The present study used a spinal cord injury (SCI) model to evaluate whether Sparstolonin B was able to prevent SCI, and to investigate the underlying signaling mechanism. Sparstolonin B attenuated the SCI‑induced Batto, Beattie and Bresnahan score and water content in rats. Sparstolonin B attenuated the mRNA expression of proinflammatory cytokines interleukin (IL)‑18, IL‑6, IL‑1β, and IL‑23, decreased the levels of tumor necrosis factor‑α and interferon‑γ, and decreased caspase‑3 activity and apoptosis regulator Bax protein expression in SCI rats. Similarly, Sparstolonin B inhibited monocyte chemoattractant protein‑1 mRNA levels, and Toll‑like receptor (TLR) 4, myeloid differentiation primary response protein MyD88 (MyD88) and nuclear factor (NF)‑κB protein levels in SCI rats. The present results suggested that Sparstolonin B may attenuate SCI‑induced inflammation and apoptosis in rats by modulating the TLR4/MyD88/NF‑κB signaling pathway.
Anti-Inflammatory Effect of Sparstolonin B through Inhibiting Expression of NF-κB and STAT-1
Int J Mol Sci 2022 Sep 6;23(18):10213.PMID:36142124DOI:10.3390/ijms231810213.

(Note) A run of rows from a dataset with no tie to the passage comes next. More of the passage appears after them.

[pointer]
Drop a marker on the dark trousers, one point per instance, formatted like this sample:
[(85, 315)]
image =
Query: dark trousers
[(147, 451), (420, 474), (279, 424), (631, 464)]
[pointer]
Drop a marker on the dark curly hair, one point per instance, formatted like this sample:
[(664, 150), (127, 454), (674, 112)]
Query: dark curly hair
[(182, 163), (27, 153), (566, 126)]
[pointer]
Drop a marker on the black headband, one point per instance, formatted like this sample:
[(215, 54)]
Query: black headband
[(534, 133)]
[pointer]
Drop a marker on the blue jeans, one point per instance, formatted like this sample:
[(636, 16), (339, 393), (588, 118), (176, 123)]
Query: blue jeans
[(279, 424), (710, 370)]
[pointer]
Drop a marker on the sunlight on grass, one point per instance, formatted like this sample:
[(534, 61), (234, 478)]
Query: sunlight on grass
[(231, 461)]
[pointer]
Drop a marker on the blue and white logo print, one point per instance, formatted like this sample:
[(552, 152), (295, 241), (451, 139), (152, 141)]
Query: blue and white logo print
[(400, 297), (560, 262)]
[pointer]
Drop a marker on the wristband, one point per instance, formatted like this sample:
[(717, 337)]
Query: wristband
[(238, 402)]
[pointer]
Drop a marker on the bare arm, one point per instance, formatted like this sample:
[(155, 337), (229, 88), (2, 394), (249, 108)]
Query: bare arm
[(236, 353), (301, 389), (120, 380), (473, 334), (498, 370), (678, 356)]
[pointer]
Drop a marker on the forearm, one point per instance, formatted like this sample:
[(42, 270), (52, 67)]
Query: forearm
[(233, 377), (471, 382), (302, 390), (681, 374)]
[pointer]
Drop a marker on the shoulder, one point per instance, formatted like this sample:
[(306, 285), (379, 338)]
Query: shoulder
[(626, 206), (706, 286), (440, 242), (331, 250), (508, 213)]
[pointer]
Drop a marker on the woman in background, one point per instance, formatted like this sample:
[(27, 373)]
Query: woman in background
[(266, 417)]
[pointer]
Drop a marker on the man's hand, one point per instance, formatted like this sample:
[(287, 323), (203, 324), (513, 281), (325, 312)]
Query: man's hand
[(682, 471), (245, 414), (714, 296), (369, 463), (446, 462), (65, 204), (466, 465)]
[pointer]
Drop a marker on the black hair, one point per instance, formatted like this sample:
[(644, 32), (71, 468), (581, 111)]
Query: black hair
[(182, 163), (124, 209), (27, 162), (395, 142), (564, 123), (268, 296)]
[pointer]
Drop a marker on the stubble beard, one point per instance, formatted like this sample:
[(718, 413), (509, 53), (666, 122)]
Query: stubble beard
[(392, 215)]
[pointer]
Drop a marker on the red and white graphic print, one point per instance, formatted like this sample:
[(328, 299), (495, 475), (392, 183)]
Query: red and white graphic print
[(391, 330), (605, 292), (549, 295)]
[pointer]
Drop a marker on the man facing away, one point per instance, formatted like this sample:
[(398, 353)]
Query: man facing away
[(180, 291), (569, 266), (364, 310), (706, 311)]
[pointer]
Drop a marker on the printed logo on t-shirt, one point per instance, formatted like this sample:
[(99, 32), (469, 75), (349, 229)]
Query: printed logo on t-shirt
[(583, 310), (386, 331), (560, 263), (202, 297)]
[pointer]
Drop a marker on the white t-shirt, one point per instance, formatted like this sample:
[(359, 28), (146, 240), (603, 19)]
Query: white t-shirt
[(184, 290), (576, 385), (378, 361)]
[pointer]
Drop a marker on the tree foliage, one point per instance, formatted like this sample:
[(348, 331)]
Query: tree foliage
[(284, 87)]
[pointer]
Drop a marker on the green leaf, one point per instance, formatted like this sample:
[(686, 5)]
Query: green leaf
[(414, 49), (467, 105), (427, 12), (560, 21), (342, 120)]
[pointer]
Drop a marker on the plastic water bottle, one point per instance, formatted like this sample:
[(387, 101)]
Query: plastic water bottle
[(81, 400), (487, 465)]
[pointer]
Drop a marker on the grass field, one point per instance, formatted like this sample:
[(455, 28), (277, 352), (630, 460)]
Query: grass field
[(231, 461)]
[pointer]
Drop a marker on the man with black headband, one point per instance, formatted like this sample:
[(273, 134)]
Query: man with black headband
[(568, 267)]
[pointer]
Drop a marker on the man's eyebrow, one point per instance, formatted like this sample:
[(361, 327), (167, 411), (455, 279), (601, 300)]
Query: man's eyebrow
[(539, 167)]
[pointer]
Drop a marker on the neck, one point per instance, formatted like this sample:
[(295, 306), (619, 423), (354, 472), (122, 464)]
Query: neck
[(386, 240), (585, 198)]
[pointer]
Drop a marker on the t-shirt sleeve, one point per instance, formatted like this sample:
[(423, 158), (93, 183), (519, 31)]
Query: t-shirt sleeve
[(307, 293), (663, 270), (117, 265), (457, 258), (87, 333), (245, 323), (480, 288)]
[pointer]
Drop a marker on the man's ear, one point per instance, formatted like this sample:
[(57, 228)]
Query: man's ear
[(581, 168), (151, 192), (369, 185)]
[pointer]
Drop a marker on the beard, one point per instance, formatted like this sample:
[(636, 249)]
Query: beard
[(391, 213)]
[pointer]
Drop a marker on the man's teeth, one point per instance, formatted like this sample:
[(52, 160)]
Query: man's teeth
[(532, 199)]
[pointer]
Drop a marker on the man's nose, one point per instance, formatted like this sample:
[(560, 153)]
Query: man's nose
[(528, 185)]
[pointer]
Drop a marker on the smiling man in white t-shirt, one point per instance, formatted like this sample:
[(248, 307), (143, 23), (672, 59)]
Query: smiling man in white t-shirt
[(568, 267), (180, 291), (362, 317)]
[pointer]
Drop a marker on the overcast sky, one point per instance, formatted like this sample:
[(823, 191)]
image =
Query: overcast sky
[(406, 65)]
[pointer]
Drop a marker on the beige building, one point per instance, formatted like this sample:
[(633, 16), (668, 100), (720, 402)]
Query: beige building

Sparstolonin B (SsnB), which is found in Sparganium stoloniferum, prevents the synthesis of inflammatory mediators and is related to functional pathways of survival. In this study, we assessed the possible protective functions of SsnB on lipopolysaccharide (LPS)-induced inflammatory responses. We determined the functions of SsnB on controlling heme oxygenase (HO)-1, cyclooxygenase (COX-)2, and inducible nitric oxide synthase (iNOS) in LPS-activated human umbilical vein endothelial cells (HUVECs). Furthermore, the distinct function of SsnB on the expression of iNOS and well-known pro-inflammatory mediators, such as tumor necrosis factor (TNF)-α and interleukin (IL)-1β, were assessed in the pulmonary histological status of LPS-injected mice. SsnB upregulated the HO-1 production, inhibited luciferase-NF-κB interaction, and lowered COX-2/PGE2 and iNOS/NO, which lead to the reduction of STAT-1 phosphorylation. Moreover, SsnB enhanced the nuclear translocation of Nrf2, elevated the binding activity between Nrf2 and antioxidant response elements (AREs), and weakened IL-1β expression on LPS-treated HUVECs. SsnB-suppressed iNOS/NO synthesis was restored by the process of the RNAi inhibition of HO-1. In experiment with an LPS-injected animal model, SsnB remarkably decreased the iNOS expression in the pulmonary biostructure and TNF-α level in the bronchoalveolar lavage fluid (BALF). Therefore, these results demonstrate that SsnB is responsible for inflammation ameliorative activity by controlling iNOS through inhibition of both NF-κB expression and p-STAT-1. Therefore, SsnB could be a candidate for promoting novel clinical substances to remedy pathologic inflammation.